3. Essas circunstâncias impõem que se reconheça como sendo de inteira justiça a reparação dos prejuízos causados à reclamante. No entanto, esse Centro Nacional de Pensões tem vindo a manifestar a sua indisponibilidade para promover a revisão do processo, dado entender que não é viável a revogação do acto administrativo de indeferimento ocorrido em 1988, atento o disposto no art.º. 141º do Código de Procedimento Administrativo.
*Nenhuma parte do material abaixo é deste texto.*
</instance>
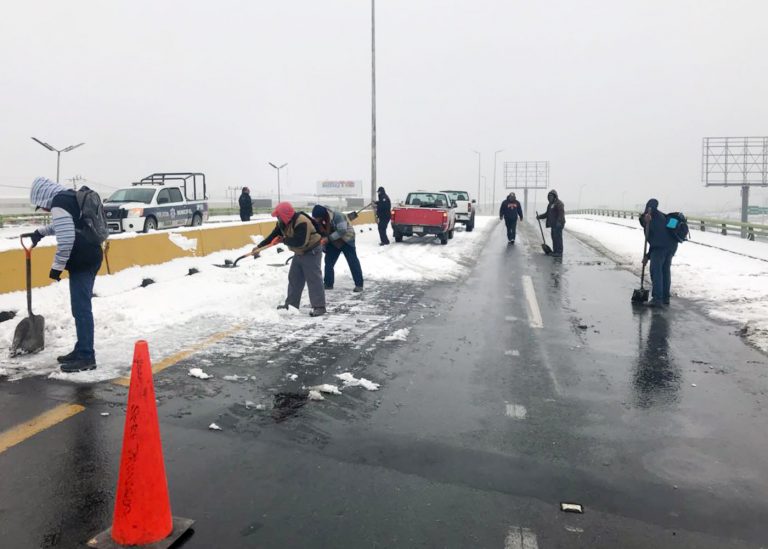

Importa, todavia, fazer notar que a revogação desse acto teve já lugar ao deferir-se em 1992 a concessão da pensão de velhice, com base nos mesmos e exactos pressupostos de facto e de direito existentes em 1988. Conforme refere Robin de Andrade a págs. 38 de “A revogação dos actos administrativos”, edição de 1969, “a incompatibilidade implícita que determina a revogação resulta da contradição entre os efeitos jurídicos de determinado acto e os efeitos jurídicos do acto anterior. … Desde que os efeitos jurídicos do segundo e do primeiro acto se choquem impõe-se a figura da revogação, dado que os dois actos não podem vigorar simultaneamente no mundo jurídico”. Sendo, aliás, certo que a jurisprudência do Supremo Tribunal Administrativo sempre se tem mostrado defensora da existência dos actos de revogação implícita. A esse acto de revogação implícita deveria, todavia, ter sido conferido eficácia retroactiva, nos termos do art.º. 144º, n.º. 3, do C.P.A., mediante a concessão da pensão de velhice com efeitos a 27 de Outubro de 1988.

Na verdade, não há qualquer razão de mérito que desaconselhe a reapreciação do processo, demonstrado que foi que a decisão de indeferimento inicial estava viciada de erro sobre os pressupostos de facto. E o interesse público não é uma noção que se oponha necessariamente ao interesse particular, antes deverá representar o melhor equilíbrio entre os interesses em presença. Ora, não prosseguir o interesse da reclamante em receber a pensão de velhice com efeitos desde 1988, sem que a tal se oponha qualquer interesse público digno de relevo ou de prevalência sobre aquele, é solução manifestamente atentatória dos princípios da proporcionalidade e da prossecução do interesse público, no respeito pelos direitos e interesses legalmente protegidos dos cidadãos (art.ºs. 266º,n.ºs. 1 e 2 da CRP e 4º e 5º do CPA).

4. Em face do exposto,R ECOMENDO:

a V.ª Ex.ª que seja alterado o acto de concessão de pensão de 26 de Março de 1992, à Sra…, sendo-lhe conferida eficácia retroactiva a 27 de Outubro de 1988.